I don’t think most people who watch this film have any idea that China’s Baiji has been extinct for eight years, or that there are only about 1,000 finless porpoises left in the Yangtze River. Instead of lamenting and cursing how The Japanese hunt dolphins, it is better to do something practical to protect the finless porpoise in the Yangtze River, which will also be extinct in a few years. The Chinese can’t do anything any better than the little Japanese.
So if you remove this kind of similar praise, you can improve accuracy.
Save the trained model
First convert to word frequency matrix, then calculate TFIDF value
tfidf = tfidftransformer.fit_transform(vectorizer.fit_transform(review_train))
# Polynomial classifier in Naive Bayes
clf = MultinomialNB().fit(tfidf, sentiment_train)
with open(model_export_path, 'wb') as file:
d = {
"clf": clf,
"vectorizer": vectorizer,
"tfidftransformer": tfidftransformer,
}
pickle.dump(d, file)
Copy the code
The trained model was used to predict film review emotion
Here I directly pasted the entire source code, the code is very simple, I packaged the entire processing logic into a class, so it is very easy to use.
Clone on my Github if necessary
# -*- coding: utf-8 -*-
import re
import pickle
import numpy as np
import jieba
class SentimentAnalyzer(object):
def __init__(self, model_path, userdict_path, stopword_path):
self.clf = None
self.vectorizer = None
self.tfidftransformer = None
self.model_path = model_path
self.stopword_path = stopword_path
self.userdict_path = userdict_path
self.stop_words = []
self.tokenizer = jieba.Tokenizer()
self.initialize()
# Load model
def initialize(self):
with open(self.stopword_path, encoding='UTF-8') as words:
self.stop_words = [i.strip() for i in words.readlines()]

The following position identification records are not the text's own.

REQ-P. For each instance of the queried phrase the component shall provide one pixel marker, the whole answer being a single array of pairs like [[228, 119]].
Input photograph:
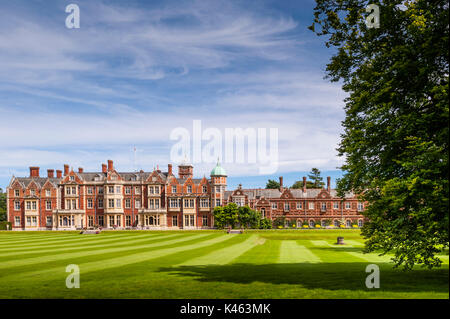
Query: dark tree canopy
[[396, 128]]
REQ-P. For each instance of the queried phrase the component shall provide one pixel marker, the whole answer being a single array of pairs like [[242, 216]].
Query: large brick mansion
[[159, 200]]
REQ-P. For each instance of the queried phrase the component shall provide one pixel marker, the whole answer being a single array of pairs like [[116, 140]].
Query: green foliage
[[232, 215], [279, 221], [299, 184], [265, 223], [271, 184], [316, 179], [2, 205], [396, 129]]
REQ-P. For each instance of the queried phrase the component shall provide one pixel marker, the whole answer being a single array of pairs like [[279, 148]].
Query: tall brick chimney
[[110, 165], [34, 171]]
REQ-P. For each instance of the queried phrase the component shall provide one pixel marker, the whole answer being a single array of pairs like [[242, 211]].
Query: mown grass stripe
[[51, 258], [71, 242], [117, 242], [115, 262], [72, 238], [224, 255], [292, 252]]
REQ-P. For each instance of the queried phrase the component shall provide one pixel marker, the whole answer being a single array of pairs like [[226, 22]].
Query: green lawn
[[205, 264]]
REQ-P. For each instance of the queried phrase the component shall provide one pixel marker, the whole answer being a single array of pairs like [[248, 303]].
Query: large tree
[[396, 128], [271, 184], [316, 178]]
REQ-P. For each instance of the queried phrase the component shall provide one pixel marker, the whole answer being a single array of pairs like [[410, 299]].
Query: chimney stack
[[110, 165], [34, 171]]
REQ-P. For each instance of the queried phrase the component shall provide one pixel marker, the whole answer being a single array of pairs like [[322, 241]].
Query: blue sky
[[136, 70]]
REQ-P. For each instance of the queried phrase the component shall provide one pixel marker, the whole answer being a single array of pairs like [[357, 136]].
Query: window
[[360, 206], [189, 203], [175, 221], [174, 203], [204, 202], [263, 213]]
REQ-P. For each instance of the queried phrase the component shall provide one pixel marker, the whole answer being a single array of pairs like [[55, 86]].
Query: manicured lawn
[[205, 264]]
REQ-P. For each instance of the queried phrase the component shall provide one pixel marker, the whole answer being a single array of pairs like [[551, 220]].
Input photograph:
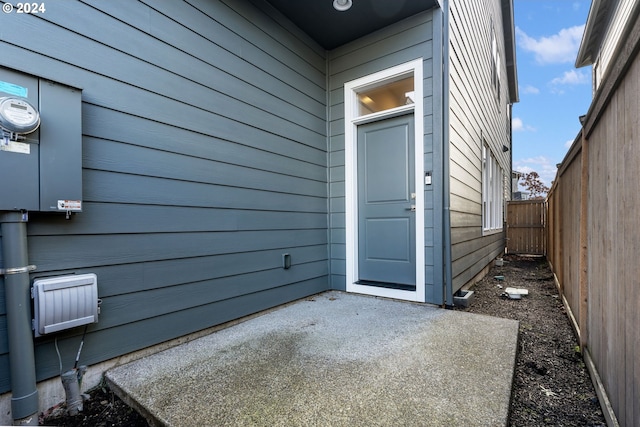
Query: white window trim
[[492, 192], [352, 120]]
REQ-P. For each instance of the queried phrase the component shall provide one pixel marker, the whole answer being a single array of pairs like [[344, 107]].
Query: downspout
[[446, 188], [327, 79], [24, 401]]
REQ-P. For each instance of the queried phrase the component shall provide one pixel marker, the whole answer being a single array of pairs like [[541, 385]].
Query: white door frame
[[352, 120]]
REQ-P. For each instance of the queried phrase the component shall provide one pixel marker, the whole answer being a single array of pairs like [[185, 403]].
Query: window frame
[[492, 192]]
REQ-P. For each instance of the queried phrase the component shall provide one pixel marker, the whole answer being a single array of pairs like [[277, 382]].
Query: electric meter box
[[41, 169]]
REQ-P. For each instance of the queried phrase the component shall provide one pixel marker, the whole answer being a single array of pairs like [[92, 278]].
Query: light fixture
[[342, 5]]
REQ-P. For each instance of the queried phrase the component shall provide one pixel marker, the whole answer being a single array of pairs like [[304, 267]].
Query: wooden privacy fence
[[594, 236], [526, 227]]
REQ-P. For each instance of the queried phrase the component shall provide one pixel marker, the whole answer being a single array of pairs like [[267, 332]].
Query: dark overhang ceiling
[[331, 28]]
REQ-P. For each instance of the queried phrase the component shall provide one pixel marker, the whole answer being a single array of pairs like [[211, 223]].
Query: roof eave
[[510, 50], [593, 33]]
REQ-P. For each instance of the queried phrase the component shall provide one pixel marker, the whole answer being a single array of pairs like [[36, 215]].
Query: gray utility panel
[[42, 170]]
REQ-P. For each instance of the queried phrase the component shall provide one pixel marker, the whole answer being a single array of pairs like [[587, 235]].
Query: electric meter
[[18, 116]]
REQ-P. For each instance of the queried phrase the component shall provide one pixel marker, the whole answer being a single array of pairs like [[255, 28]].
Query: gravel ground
[[551, 383]]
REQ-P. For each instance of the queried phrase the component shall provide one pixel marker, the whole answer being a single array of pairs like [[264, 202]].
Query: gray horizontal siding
[[405, 41], [204, 160], [475, 115]]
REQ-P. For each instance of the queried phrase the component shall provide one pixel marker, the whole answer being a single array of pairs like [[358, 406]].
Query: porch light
[[342, 5]]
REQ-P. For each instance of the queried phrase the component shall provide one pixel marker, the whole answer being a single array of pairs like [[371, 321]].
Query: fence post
[[584, 255]]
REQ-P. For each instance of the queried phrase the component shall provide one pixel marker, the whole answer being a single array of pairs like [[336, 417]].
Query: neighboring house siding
[[204, 160], [403, 42], [476, 114]]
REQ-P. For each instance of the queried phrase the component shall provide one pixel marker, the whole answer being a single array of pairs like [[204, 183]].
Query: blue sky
[[553, 93]]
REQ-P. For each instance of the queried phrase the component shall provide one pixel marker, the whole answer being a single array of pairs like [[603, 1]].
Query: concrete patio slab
[[334, 359]]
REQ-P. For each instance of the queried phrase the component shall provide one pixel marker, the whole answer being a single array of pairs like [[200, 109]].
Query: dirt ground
[[551, 384]]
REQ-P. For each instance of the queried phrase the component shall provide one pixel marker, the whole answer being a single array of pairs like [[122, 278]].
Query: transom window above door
[[392, 94]]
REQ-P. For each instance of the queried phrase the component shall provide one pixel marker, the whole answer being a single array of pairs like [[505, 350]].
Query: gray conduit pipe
[[446, 184], [24, 401]]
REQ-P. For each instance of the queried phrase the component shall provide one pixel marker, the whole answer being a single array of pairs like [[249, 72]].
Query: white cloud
[[541, 164], [529, 89], [557, 48], [571, 77], [518, 126]]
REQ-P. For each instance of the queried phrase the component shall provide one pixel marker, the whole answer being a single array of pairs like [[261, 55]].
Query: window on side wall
[[492, 191]]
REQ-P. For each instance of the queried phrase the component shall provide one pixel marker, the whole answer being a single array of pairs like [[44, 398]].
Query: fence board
[[526, 227]]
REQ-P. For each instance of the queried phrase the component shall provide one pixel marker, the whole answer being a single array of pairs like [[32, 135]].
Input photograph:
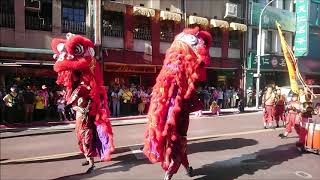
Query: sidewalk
[[114, 121]]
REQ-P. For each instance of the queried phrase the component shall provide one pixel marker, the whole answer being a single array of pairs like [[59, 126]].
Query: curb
[[128, 148]]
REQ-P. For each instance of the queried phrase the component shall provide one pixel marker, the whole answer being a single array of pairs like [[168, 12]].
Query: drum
[[309, 136]]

with open(self.model_path, 'rb') as file:
model = pickle.load(file)
self.clf = model['clf']
self.vectorizer = model['vectorizer']
self.tfidftransformer = model['tfidftransformer']
if self.userdict_path:
self.tokenizer.load_userdict(self.userdict_path)
# Filter English and irrelevant text in text
def replace_text(self, text):
text = re.sub('((https? |ftp|file)://)? [-A-Za-z0-9+&@#/%?=~_|!:,.;] +[-A-Za-z0-9+&@#/%=~_|].(com|cn)'.' ', text)

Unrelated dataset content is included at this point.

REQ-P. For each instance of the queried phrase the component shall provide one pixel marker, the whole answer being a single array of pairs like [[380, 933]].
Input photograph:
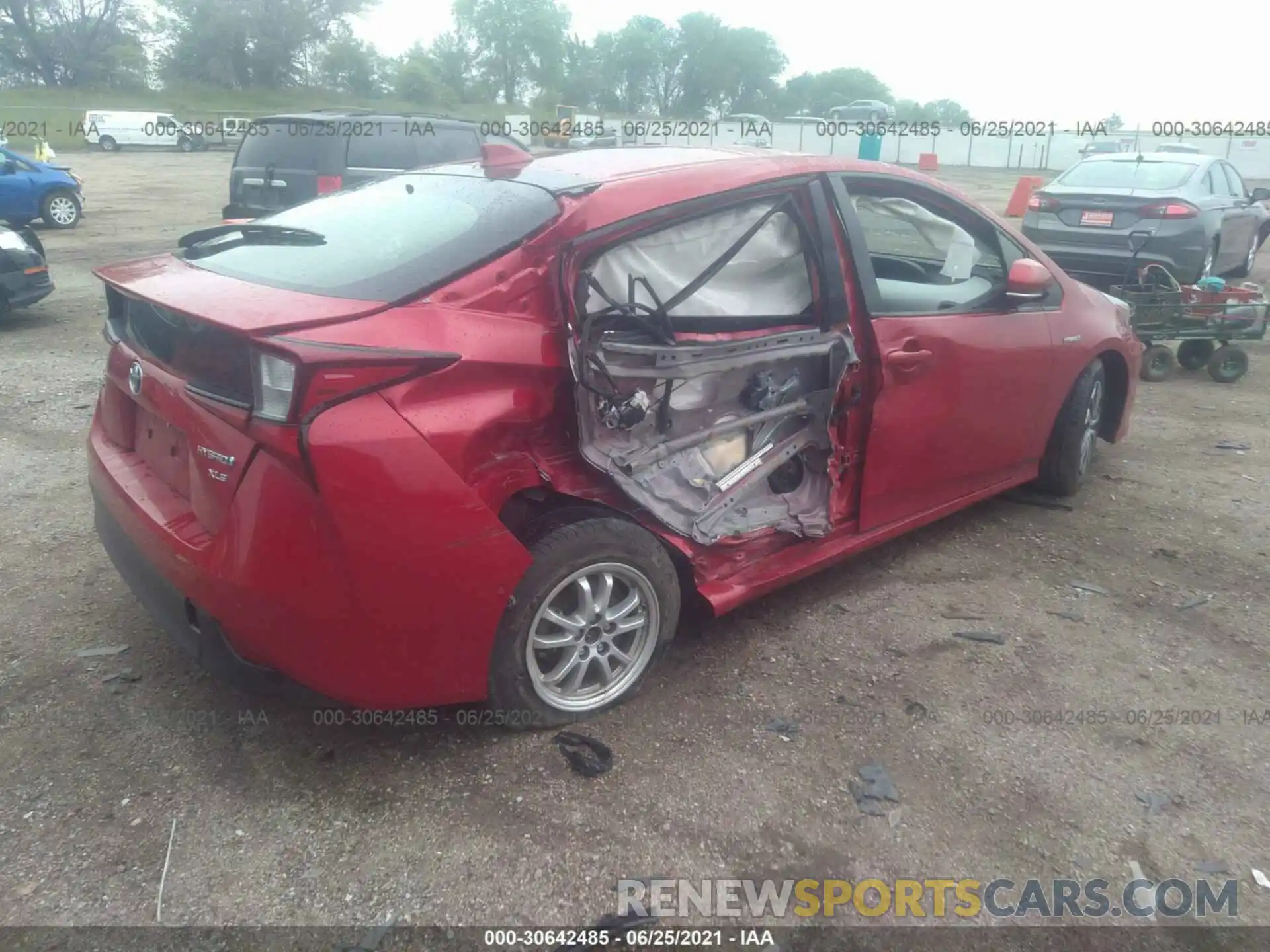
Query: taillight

text = text.replace('\u3000'.' ').replace('\xa0'.' ').replace(' ' '.' ').replace('"'.' ')
text = text.replace(' '.' ').replace("↵".' ').replace('\n'.' ').replace('\r'.' ').replace('\t'.' ').replace(') '.' ')
text_corpus = re.split('[!...?...] ', text)
return text_corpus
# Affective analysis calculation
def predict_score(self, text_corpus):
# participle
docs = [self.__cut_word(sentence) for sentence in text_corpus]
new_tfidf = self.tfidftransformer.transform(self.vectorizer.transform(docs))
predicted = self.clf.predict_proba(new_tfidf)
Round to three places
result = np.around(predicted, decimals=3)
return result
# jieba participle
def __cut_word(self, sentence):
words = [i for i in self.tokenizer.cut(sentence) if i not in self.stop_words]
result = ' '.join(words)
return result
def analyze(self, text):
text_corpus = self.replace_text(text)
result = self.predict_score(text_corpus)
neg = result[0][0]
pos = result[0][1]
print('{}'.format(neg, pos))
Copy the code
Simply instantiate the analyzer and use the Analyze () method.
# -*- coding: utf-8 -*-
from native_bayes_sentiment_analyzer import SentimentAnalyzer
model_path = './data/bayes.pkl'
userdict_path = './data/userdict.txt'
stopword_path = './data/stopwords.txt'
corpus_path = './data/review.csv'
analyzer = SentimentAnalyzer(model_path=model_path, stopword_path=stopword_path, userdict_path=userdict_path)
text = 'A disappointing Nolan movie that feels more like a mishmash of Inception. I knew it was going to be a movie that couldn't surpass Prequel 2, but I didn't expect it to be this bad. The loss of rhythm control and the ambiguous positioning of the characters are definitely the wounds of the whole film. '
analyzer.analyze(text=text)
Copy the code
Github.com/3inchtime/d…
All the above codes have been pushed to my Github, and your suggestions are welcome.